Die Pflicht trifft den Betreiber der Anlage, also Eigentümer oder Verwaltung. Sie kann selbst erfüllt oder delegiert werden. Sie ersetzt weder die Arbeit des Bezirksschornsteinfegers noch die alle zwölf Jahre fällige Gebrauchsfähigkeitsprüfung mit Messgerät – das sind drei verschiedene Dinge, die häufig verwechselt werden.

Was passiert, wenn Gasgeruch auffällt?

Dann endet die Sichtprüfung sofort. Keine Schalter betätigen, keine Klingel, kein Licht, Fenster öffnen, Hauptabsperreinrichtung schließen und von außerhalb des Gebäudes den Notdienst des Netzbetreibers rufen.

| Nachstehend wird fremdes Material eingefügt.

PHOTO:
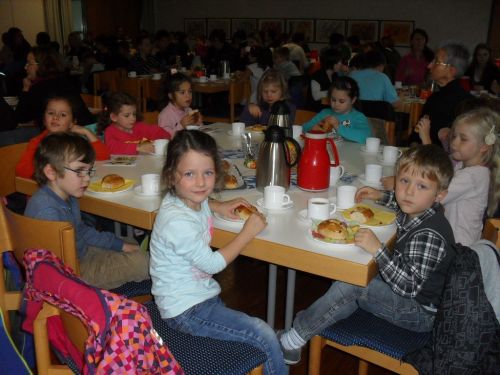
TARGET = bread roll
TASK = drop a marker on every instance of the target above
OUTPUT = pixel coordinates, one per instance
(244, 212)
(361, 214)
(112, 181)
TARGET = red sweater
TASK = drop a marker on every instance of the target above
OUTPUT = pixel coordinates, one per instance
(25, 167)
(123, 143)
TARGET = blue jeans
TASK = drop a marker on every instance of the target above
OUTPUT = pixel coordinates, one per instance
(212, 318)
(342, 299)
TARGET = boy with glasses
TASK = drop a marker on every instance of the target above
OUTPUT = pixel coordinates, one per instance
(63, 167)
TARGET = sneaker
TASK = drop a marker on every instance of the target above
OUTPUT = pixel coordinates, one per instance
(291, 356)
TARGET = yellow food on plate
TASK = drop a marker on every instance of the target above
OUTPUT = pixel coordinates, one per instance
(369, 215)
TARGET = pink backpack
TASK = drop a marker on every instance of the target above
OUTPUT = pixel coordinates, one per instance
(121, 336)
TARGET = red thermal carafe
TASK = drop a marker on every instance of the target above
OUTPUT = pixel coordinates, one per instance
(314, 165)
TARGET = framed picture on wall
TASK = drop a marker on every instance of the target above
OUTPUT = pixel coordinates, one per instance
(301, 26)
(194, 27)
(248, 25)
(326, 27)
(219, 23)
(399, 31)
(275, 24)
(366, 30)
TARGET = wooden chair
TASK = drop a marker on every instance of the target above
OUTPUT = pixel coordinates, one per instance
(9, 156)
(105, 81)
(18, 233)
(491, 231)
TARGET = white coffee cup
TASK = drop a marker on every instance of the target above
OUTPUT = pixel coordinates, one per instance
(275, 197)
(335, 174)
(150, 183)
(320, 208)
(296, 131)
(373, 173)
(238, 128)
(391, 154)
(160, 146)
(345, 196)
(372, 144)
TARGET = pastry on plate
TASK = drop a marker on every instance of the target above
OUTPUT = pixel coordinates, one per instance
(112, 181)
(244, 212)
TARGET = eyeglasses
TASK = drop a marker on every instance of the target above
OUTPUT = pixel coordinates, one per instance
(82, 172)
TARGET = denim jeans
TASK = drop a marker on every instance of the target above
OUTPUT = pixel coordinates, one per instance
(212, 318)
(342, 299)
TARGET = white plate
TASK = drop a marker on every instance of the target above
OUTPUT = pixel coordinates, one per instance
(260, 203)
(138, 191)
(376, 185)
(363, 150)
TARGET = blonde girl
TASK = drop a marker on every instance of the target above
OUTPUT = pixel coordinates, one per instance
(475, 187)
(271, 89)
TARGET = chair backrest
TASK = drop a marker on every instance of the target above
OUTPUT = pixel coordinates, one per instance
(302, 116)
(9, 156)
(18, 233)
(491, 231)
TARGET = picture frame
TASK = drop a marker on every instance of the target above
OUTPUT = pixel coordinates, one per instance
(399, 31)
(366, 30)
(305, 26)
(248, 25)
(324, 28)
(275, 24)
(194, 27)
(219, 23)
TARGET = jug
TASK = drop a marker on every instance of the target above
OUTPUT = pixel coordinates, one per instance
(280, 116)
(277, 154)
(314, 166)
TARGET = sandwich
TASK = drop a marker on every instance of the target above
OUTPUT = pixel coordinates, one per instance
(112, 182)
(244, 212)
(333, 230)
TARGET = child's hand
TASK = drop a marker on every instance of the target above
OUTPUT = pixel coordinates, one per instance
(254, 110)
(367, 193)
(129, 247)
(388, 182)
(367, 240)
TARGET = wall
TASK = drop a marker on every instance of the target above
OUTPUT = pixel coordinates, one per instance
(463, 20)
(28, 15)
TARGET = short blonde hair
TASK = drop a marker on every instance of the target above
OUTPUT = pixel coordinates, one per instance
(431, 161)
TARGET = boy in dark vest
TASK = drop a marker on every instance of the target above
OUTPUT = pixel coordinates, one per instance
(408, 288)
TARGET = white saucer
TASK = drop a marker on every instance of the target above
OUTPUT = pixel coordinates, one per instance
(373, 184)
(138, 191)
(260, 203)
(363, 150)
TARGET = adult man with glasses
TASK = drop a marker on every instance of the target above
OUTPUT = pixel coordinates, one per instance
(439, 112)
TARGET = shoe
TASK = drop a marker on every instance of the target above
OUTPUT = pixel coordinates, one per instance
(291, 356)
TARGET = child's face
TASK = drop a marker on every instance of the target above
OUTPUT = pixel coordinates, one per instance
(70, 184)
(195, 178)
(341, 102)
(126, 118)
(183, 96)
(464, 145)
(415, 193)
(58, 116)
(271, 93)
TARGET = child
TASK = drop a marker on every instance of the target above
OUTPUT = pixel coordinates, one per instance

Das ist kein Fall für eine Terminvereinbarung, sondern für den Störungsdienst.

Reicht die Sichtprüfung als Nachweis?

Für die jährliche Pflicht ja, sofern sie dokumentiert ist. Ein Rundgang ohne Protokoll nützt im Streitfall nichts – nachweisen lässt sich nur, was aufgeschrieben und datiert ist. Deshalb gehört zu jeder Schau ein Protokoll mit Datum, Umfang und Fotos.

Was kostet die Gas-Hausschau?

Sie richtet sich nach Objektgröße und Zugänglichkeit der Anlage. In der Regel ist sie in wenigen Stunden erledigt und deutlich günstiger als die messtechnische Prüfung. Für Verwaltungen mit mehreren Objekten bündeln wir die Termine, das senkt den Anteil der Anfahrt erheblich.